Skip any one and it breaks at scale.

Most "export to CSV" features ship as a synchronous endpoint that loads the table into memory and stringifies it. This works at 10k rows and dies at 1M. The correct pattern is three decoupled layers — job queue, streaming export, presigned-URL delivery — and the difference between them is whether your worker holds the dataset in memory or just routes bytes through it.
⚡ TL;DR · 30-second read BullMQ on Redis to decouple the request from the work + native Node streams from a DB cursor → CSV transform → gzip → S3 multipart upload + presigned-URL delivery via email or webhook. Memory stays flat regardless of row count. Workers scale horizontally. The two patterns that kill teams: OFFSET pagination at scale (it's O(n²) — use keyset/`WHERE id > lastId`) and running the worker in-process with the API (kills latency for everyone else when an export runs). Get those two right and the rest is plumbing.

The 3-layer architecture, each layer doing one job.

Each layer is independently scalable and independently replaceable. The boundaries between them are where most "export feature" bugs actually live.

LAYER 1

Job queue · decouple the request from the work

User clicks Export → API enqueues a job → returns instantly with a job ID. The HTTP request is done in < 50ms regardless of how big the export is. Use BullMQ on Redis (modern, replaces old Bull). It gives you priorities, retries with exponential backoff, concurrency caps per worker, dead-letter handling, and Prometheus-friendly metrics out of the box.

Why decouple: HTTP timeouts, retries, load balancers, and frontend UX all assume requests are fast. Long-running work in the request path breaks every one of those assumptions simultaneously.
LAYER 2

Streaming export · never load the dataset in memory

Worker pulls rows from a DB cursor (Postgres: pg-cursor, Mongo: native cursor), pipes them through a CSV/JSONL transform (csv-stringify in object mode), pipes through gzip (zlib.createGzip()), pipes into an S3 multipart upload (@aws-sdk/lib-storage Upload class). Every layer is a Node stream — backpressure handles itself.

Why streams: memory stays flat at ~50-100MB regardless of whether you're exporting 10k rows or 50M. Compression often shrinks CSV by 90%+ before bytes ever hit S3.
LAYER 3

Delivery · presigned URL, not HTTP body

When the upload completes, generate an S3 presigned URL (24-hour expiry typical) and notify the user via the channel they expect — email (Resend / Postmark / SES), webhook, in-app notification, or websocket. User downloads from S3 directly. Your API never sees the bytes.

Why presigned URLs: gigabyte downloads through your API will time out, exhaust your egress budget, and break on retries. S3 was built for exactly this pattern. Let it do its job.

Reference stack · the actual pieces that fit together.

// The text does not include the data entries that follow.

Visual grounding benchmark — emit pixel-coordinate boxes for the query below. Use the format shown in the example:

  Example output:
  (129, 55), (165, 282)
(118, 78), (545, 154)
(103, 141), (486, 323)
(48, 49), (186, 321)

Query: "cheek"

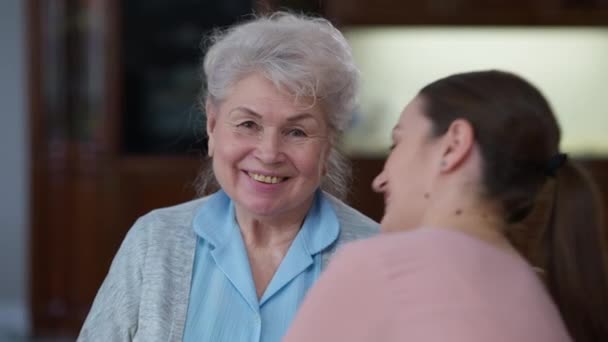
(290, 146), (327, 178)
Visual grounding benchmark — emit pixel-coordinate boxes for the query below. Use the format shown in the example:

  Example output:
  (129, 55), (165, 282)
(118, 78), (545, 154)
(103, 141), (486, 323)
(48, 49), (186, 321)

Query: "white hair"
(199, 12), (359, 199)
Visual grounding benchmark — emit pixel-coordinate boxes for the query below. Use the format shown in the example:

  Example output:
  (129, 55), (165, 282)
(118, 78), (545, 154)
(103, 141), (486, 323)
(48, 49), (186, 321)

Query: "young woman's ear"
(440, 119), (475, 172)
(205, 101), (217, 157)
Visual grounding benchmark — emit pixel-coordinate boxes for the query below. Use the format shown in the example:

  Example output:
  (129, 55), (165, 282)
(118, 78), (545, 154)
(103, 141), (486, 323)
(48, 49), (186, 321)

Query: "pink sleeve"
(284, 243), (387, 342)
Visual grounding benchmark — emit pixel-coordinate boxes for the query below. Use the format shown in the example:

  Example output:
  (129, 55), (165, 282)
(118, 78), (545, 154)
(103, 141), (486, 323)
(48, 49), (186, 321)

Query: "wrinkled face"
(372, 97), (440, 231)
(207, 74), (330, 220)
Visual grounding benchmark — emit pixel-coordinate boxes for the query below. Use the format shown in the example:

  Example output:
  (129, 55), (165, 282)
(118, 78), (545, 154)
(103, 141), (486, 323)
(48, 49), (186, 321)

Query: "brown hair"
(420, 70), (608, 342)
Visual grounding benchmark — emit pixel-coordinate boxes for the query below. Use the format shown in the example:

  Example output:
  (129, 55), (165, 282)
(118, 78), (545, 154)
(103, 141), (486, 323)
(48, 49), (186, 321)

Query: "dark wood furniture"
(28, 0), (608, 337)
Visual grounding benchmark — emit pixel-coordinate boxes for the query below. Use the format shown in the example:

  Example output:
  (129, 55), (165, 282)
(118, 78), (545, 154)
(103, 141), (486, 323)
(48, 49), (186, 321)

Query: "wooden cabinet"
(323, 0), (608, 26)
(28, 0), (608, 337)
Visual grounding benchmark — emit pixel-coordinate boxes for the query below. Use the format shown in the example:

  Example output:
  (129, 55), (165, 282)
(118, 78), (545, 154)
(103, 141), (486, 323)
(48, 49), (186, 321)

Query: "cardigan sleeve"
(78, 219), (148, 342)
(284, 243), (389, 342)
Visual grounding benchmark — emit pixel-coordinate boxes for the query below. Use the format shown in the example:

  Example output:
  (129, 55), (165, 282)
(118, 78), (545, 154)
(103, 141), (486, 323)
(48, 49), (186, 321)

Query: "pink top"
(284, 228), (571, 342)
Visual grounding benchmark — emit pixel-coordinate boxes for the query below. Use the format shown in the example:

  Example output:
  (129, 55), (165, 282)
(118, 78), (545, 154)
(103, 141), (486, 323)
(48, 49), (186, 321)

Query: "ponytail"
(540, 161), (608, 342)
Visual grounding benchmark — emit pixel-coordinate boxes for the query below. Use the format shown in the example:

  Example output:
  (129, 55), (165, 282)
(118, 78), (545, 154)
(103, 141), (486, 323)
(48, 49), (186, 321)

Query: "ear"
(440, 119), (475, 173)
(205, 101), (217, 157)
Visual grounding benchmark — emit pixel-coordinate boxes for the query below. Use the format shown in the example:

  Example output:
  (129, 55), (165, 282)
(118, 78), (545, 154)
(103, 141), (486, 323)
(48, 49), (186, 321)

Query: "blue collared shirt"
(184, 190), (340, 342)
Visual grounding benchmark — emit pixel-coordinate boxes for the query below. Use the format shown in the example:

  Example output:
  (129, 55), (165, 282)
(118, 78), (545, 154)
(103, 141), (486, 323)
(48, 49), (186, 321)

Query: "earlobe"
(205, 101), (217, 157)
(440, 119), (475, 172)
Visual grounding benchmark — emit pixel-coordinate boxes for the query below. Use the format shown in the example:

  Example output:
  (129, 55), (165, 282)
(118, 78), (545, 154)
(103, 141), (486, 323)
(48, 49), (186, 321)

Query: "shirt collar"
(193, 190), (340, 255)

Concrete versions of each layer. Swap any piece for an equivalent in your stack — the architecture survives.

// 1. API endpoint — instant ACK, returns job ID
app.post('/exports', async (req, res) => {
  const job = await exportQueue.add('csv', {
    userId: req.user.id,
    query: req.body.query,
    format: 'csv'
  });
  res.json({ jobId: job.id, status: 'queued' });
});

// 2. Worker (separate process) — streams the export
import { Worker } from 'bullmq';
import { Upload } from '@aws-sdk/lib-storage';
import Cursor from 'pg-cursor';
import { stringify } from 'csv-stringify';
import { createGzip } from 'zlib';
import { PassThrough } from 'stream';

new Worker('exports', async (job) => {
  const client = await pool.connect();
  const cursor = client.query(new Cursor(job.data.query));

  const body = new PassThrough();
  const upload = new Upload({
    client: s3,
    params: {
      Bucket: 'exports',
      Key: `${job.id}.csv.gz`,
      Body: body,
      ContentType: 'text/csv',
      ContentEncoding: 'gzip'
    },
    partSize: 5 * 1024 * 1024
  });

  const uploadPromise = upload.done();
  const csv = stringify({ header: true });
  const gz = createGzip();
  csv.pipe(gz).pipe(body);

  while (true) {
    const rows = await cursor.read(1000);
    if (!rows.length) break;
    for (const r of rows) if (!csv.write(r)) await once(csv, 'drain');
    await job.updateProgress(cursor.rowCount);
  }
  csv.end();
  await uploadPromise;
  await cursor.close();
  client.release();

  // 3. Deliver presigned URL
  const url = await getSignedUrl(s3, new GetObjectCommand({
    Bucket: 'exports', Key: `${job.id}.csv.gz`
  }), { expiresIn: 86400 });

  await sendEmail(job.data.userId, url);
}, { connection: redis, concurrency: 4 });

AWS-native variant · same pattern, different boxes.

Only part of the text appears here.